You contact the US Attorneys office in Pittsburgh if you want something done. Locals deny there is a serious issue. Cleaning it up is not a money maker. Then how would they justify the new prison? All the county employees and judges relatives would be out of work.<quoted text>
All right then, you are head of the drug task force, I want to know what your approach to the problem would be?
Here is something being done in Pittsburgh
Sanctions-Based Drug Demand Reduction Program
The United States Attorney's Office, in conjunction with the Drug Enforcement Administration and the Pittsburgh Police, have initiated a drug demand reduction program aimed at ridding neighborhoods of houses and other buildings used for the distribution and/or consumption of illegal drugs. These "drug houses," which are typically well known in the neighborhood, are often owned by absentee landlords and leased to tenants for very low rent. Initially, the program focused on a working class neighborhood known as Lawrenceville, where 16 drug houses have been identified. The program is presently expanding to other city neighborhoods including the Hill District, Garfield, and North Side.
The program uses a series of escalating steps. First, the property owners are sent letters notifying the owners that their properties are being used for illegal drug activity and inviting them to a meeting at the United States Attorney's Office. At the meeting, the property owners are informed of their remedies, such as enforcement of lease clauses that prohibit drug activity. If these steps are unsuccessful, the United States Attorney's Office will seek more severe sanctions, such as civil forfeiture of the properties, and even criminal prosecution of the owners in appropriate cases for managing or controlling any place for the purpose of illegal drug activity.

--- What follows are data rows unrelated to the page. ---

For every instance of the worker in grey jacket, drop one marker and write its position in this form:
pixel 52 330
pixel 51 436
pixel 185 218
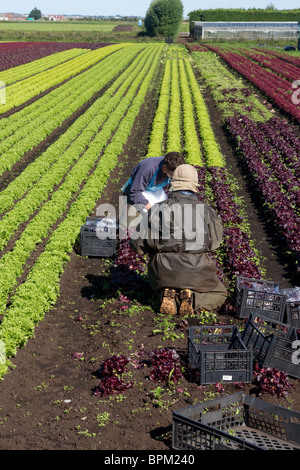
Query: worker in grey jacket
pixel 178 234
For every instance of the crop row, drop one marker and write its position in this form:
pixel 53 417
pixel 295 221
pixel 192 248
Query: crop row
pixel 217 187
pixel 22 131
pixel 281 208
pixel 273 86
pixel 278 143
pixel 285 57
pixel 23 90
pixel 13 54
pixel 32 68
pixel 79 136
pixel 280 67
pixel 230 94
pixel 60 148
pixel 274 141
pixel 41 288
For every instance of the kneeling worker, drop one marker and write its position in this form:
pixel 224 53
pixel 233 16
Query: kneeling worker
pixel 178 234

Since the program was announced in April 2004, more than 120 landlords, owners, tenants and mortgagers have been informed of the criminal activity occurring at their properties, and many of the properties are being rehabilitated. One individual has been successfully prosecuted for knowingly maintaining his residence for the use and distribution of controlled substances. The defendant was sentenced to 30 months in prison. The property was sold to a neighborhood improvement organization, which built a new single-family home in its place.